If you have any questions about what our affiliation with the Oasis Network means, don’t hesitate to talk with a member of the Toronto Oasis Board. As of 2024, our current Network Oasis representative of Toronto Oasis and current Network Oasis board member is Tania Akon.
Our Affiliation with Oasis Network
Toronto Oasis and the Oasis Network have much in common. The Oasis Network’s core values resonated with what our Toronto Oasis chapter founders were looking for within the Oasis Network’s succinct, five-point list:
People are more important than beliefs.
Reality is known through reason.
Meaning comes from making a difference.
Human hands solve human problems.
Be accepting and be accepted.
There are now(in 2016) five active Oasis communities in the United States. In addition to Houston and Kansas City, leadership teams have come together and launched communities in Boston, MA, and in Logan and Provo, Utah. Seven more teams are in the process of developing communities in other cities across the States. Toronto Oasis is both the first Canadian community to affiliate.
West Hill Congregation starts Toronto Oasis in 2016
At the West Hill congregation Annual Meeting in February 2016, the West Hill congregation voted to affiliate with the Oasis Network, a growing group of secular communities. While our affiliation will make little difference to what happens at West Hill in Scarborough (later, West Hill in Scarborough formed its own Oasis Network chapter), we hope it will provide inspiration and a framework for the development of new communities in other areas of the city and perhaps even further afield as the network becomes more established in Canada.
As for autonomy, each community can create a style that suits their context and the people who gather. So far, most meet on Sunday mornings but one could just as easily decide that Wednesday evenings are best. West Hill, to date, is the only Oasis community that has communal singing, something that others have not introduced or found to be a barrier to participation. And before being affiliated with Oasis, our West West Hill community determined that it wanted to meet around a potluck meal. That’s the kind of autonomy Oasis expects and inspires. In other words, Oasis communities can do almost anything they want to do as long as they do it in a way that respects the core values the network has identified.
We’re looking forward to the collaboration that affiliation will provide and we’re excited about working with Mike, Helen, and others like them.
But there are a few things that Oasis communities won’t do and these are so alike West Hill that we thought them worth sharing. They won’t require adherence to a belief system or the lack of one; participants represent a wide spectrum of religious and ideological beliefs, just like West Hill. And, also just like West Hill, they won’t provide a soapbox for anti-religious rhetoric. Those who have been at one of our services or who attend regularly know that disparaging believers isn’t welcome here. That doesn’t mean that we don’t have people in our community who actively pursue the right to freedom from religion through other avenues in their lives. Gretta often speaks publicly to the need for public space that is free from religious intrusion. But our Sunday morning gatherings seek to create a barrier free space and, in order to do that, that space needs to be as comfortable for religious believers as it is for those who are not.
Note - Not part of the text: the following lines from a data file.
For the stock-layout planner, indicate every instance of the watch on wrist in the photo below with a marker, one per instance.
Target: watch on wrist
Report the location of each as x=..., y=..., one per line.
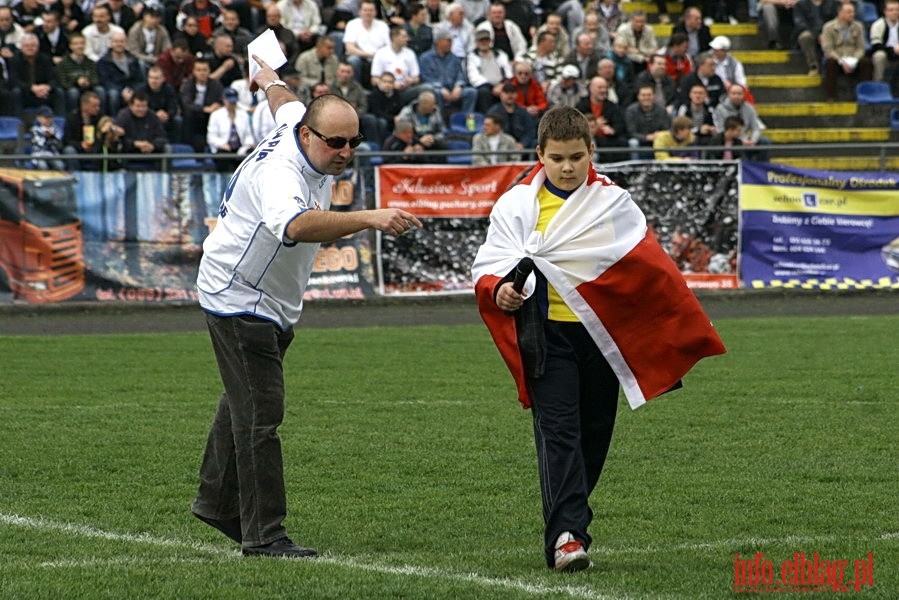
x=275, y=82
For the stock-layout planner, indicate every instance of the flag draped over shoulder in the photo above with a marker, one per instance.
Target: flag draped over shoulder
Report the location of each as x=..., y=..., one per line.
x=598, y=255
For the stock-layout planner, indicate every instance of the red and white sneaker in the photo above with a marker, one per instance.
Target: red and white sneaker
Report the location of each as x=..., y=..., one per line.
x=570, y=554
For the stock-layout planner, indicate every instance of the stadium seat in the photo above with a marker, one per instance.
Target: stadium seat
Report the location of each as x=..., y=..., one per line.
x=459, y=123
x=186, y=163
x=894, y=119
x=458, y=159
x=874, y=92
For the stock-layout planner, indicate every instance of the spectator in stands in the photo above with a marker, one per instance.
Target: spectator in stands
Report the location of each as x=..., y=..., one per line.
x=843, y=45
x=771, y=14
x=462, y=30
x=593, y=28
x=561, y=38
x=54, y=40
x=384, y=104
x=428, y=122
x=544, y=59
x=163, y=101
x=233, y=28
x=33, y=80
x=229, y=132
x=518, y=123
x=609, y=127
x=495, y=141
x=443, y=72
x=488, y=69
x=77, y=73
x=46, y=141
x=585, y=56
x=640, y=38
x=71, y=16
x=26, y=13
x=206, y=12
x=697, y=33
x=507, y=35
x=677, y=63
x=664, y=88
x=177, y=63
x=399, y=60
x=81, y=126
x=529, y=93
x=364, y=36
x=885, y=44
x=644, y=119
x=421, y=35
x=304, y=19
x=621, y=90
x=122, y=14
x=200, y=96
x=317, y=63
x=731, y=136
x=99, y=32
x=404, y=140
x=809, y=17
x=147, y=38
x=120, y=72
x=706, y=76
x=697, y=109
x=567, y=90
x=285, y=36
x=226, y=65
x=197, y=41
x=609, y=15
x=143, y=131
x=736, y=105
x=679, y=135
x=728, y=68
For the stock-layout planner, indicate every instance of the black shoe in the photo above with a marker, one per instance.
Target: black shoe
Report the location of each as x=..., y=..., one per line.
x=283, y=548
x=231, y=527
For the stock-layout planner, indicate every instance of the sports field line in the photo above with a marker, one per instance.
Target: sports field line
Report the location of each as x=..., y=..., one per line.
x=535, y=589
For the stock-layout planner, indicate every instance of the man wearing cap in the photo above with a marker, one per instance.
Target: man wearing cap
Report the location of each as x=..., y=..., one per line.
x=318, y=63
x=147, y=38
x=567, y=90
x=487, y=69
x=442, y=70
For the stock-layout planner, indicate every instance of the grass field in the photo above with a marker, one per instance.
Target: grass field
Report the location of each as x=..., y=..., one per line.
x=411, y=467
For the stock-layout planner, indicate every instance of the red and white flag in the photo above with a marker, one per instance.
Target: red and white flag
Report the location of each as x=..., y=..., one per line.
x=612, y=274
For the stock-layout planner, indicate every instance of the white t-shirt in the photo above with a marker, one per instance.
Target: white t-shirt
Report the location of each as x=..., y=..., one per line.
x=368, y=40
x=402, y=64
x=249, y=266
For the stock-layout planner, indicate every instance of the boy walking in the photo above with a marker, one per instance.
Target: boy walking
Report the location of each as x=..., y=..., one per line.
x=604, y=308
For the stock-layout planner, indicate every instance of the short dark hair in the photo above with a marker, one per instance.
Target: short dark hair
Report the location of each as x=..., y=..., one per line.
x=563, y=123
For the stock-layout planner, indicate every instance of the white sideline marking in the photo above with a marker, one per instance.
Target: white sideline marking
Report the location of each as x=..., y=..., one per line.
x=426, y=572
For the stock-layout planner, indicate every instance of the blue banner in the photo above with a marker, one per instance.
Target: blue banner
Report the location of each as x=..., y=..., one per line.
x=818, y=229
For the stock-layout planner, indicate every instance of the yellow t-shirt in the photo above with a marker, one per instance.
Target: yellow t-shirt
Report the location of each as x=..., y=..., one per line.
x=550, y=203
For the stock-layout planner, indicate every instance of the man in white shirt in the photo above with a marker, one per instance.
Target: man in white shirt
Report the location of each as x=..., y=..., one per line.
x=255, y=267
x=362, y=37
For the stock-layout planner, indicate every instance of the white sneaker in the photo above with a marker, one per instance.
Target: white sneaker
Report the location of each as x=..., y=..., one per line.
x=570, y=554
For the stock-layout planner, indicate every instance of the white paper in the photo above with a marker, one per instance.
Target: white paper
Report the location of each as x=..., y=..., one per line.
x=266, y=47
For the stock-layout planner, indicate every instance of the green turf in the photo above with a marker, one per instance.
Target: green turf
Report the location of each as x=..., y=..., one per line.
x=411, y=467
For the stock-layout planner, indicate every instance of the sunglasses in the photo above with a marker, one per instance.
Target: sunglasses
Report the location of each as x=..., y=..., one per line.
x=337, y=143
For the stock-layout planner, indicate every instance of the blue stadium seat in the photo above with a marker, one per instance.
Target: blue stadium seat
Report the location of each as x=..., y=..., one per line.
x=458, y=159
x=459, y=123
x=874, y=92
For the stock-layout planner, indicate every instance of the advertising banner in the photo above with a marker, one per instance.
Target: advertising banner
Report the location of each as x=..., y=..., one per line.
x=137, y=237
x=818, y=229
x=691, y=207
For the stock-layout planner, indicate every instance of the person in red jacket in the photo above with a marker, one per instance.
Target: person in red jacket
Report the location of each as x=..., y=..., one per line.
x=530, y=94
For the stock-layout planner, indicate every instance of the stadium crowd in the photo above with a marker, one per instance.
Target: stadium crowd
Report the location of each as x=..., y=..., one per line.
x=138, y=77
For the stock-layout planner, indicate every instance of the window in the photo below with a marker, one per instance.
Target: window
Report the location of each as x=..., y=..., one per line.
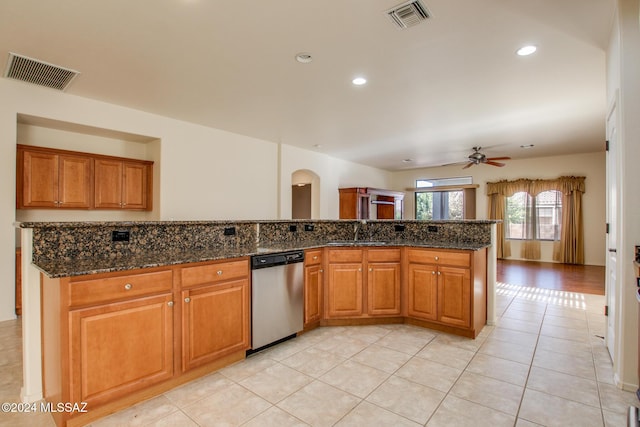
x=449, y=203
x=529, y=218
x=440, y=205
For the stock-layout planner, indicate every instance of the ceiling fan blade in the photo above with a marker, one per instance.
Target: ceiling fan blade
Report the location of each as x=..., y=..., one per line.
x=489, y=162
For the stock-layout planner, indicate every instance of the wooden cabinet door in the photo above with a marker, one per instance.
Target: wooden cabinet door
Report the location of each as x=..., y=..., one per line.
x=134, y=186
x=108, y=184
x=120, y=348
x=454, y=296
x=215, y=322
x=344, y=290
x=383, y=289
x=422, y=298
x=75, y=182
x=39, y=179
x=312, y=294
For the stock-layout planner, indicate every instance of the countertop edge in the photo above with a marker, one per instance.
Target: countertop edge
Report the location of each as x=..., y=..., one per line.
x=57, y=269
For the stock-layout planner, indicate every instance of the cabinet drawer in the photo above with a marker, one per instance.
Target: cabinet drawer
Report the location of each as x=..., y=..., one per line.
x=383, y=255
x=212, y=273
x=428, y=256
x=120, y=287
x=313, y=257
x=345, y=255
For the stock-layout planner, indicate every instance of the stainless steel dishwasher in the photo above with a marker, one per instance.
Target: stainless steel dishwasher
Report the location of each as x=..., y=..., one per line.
x=277, y=285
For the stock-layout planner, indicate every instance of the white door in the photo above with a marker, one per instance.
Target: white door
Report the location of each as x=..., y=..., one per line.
x=612, y=292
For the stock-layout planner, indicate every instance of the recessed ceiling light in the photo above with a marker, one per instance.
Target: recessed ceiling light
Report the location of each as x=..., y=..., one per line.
x=304, y=57
x=526, y=50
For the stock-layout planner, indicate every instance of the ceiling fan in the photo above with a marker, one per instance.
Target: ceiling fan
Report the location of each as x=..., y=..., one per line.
x=477, y=157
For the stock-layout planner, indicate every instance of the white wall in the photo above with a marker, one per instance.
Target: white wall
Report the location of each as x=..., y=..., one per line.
x=623, y=67
x=334, y=173
x=591, y=165
x=201, y=173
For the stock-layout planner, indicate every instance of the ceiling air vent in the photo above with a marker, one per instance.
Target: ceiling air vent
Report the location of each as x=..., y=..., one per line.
x=409, y=14
x=37, y=72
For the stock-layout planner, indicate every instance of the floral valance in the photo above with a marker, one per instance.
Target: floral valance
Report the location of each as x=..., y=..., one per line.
x=564, y=184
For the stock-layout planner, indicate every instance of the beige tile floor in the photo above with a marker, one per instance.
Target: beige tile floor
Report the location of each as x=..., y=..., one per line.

Early Days of Oasis Network
Gathering a leadership team together, Mike and a handful of other interested people worked together to create a community. They opened the doors of their rented conference facilities that September 2012. Over a hundred people showed up and Houston Oasis was launched. Since then it has become a thriving community and a model that freethinkers in other cities have begun to emulate.
The seeds for the Oasis Network were planted in 2012, when Mike Aus, after a long process of rationalizing his Christian faith, left the congregation he had been pastoring, convinced that he could no longer lead them as a non-believer. But within a few weeks of his departure, members of his former congregation approached him about starting a community for those who were questioning traditional beliefs or who had already transitioned beyond them.
A little over a year later, Helen Stringer, a life-long church goer, sat down at her computer in Kansas City and Googled “atheist church”. Finding a kindred spirit in Mike, who happily shared ideas with her, Helen, too, pulled together a leadership team, and in April 2014, launched Kansas City Oasis with over two hundred in attendance. Along the way, Helen and Mike created the Oasis Network. Its mission is to help others form their own Oasis communities by providing support, a working model, resources, and a greater community at large.
There are two principles that are essential to the Oasis Network beyond its core values: collaboration and autonomy.
Each community affiliated has access to whatever learning previous communities have amassed and that can be incredibly helpful. (For example, the Network has collated their most successful practices in a comprehensive document for starting new communities.) And resources can be shared within the network. West Hill, over the past fifteen years(As of 2016), has been challenged to source or create resources that respect the diverse perspectives of its members; there is a dearth of material out there. Now, we will have access to materials created or used in other Oasis communities and we will share our resources with them.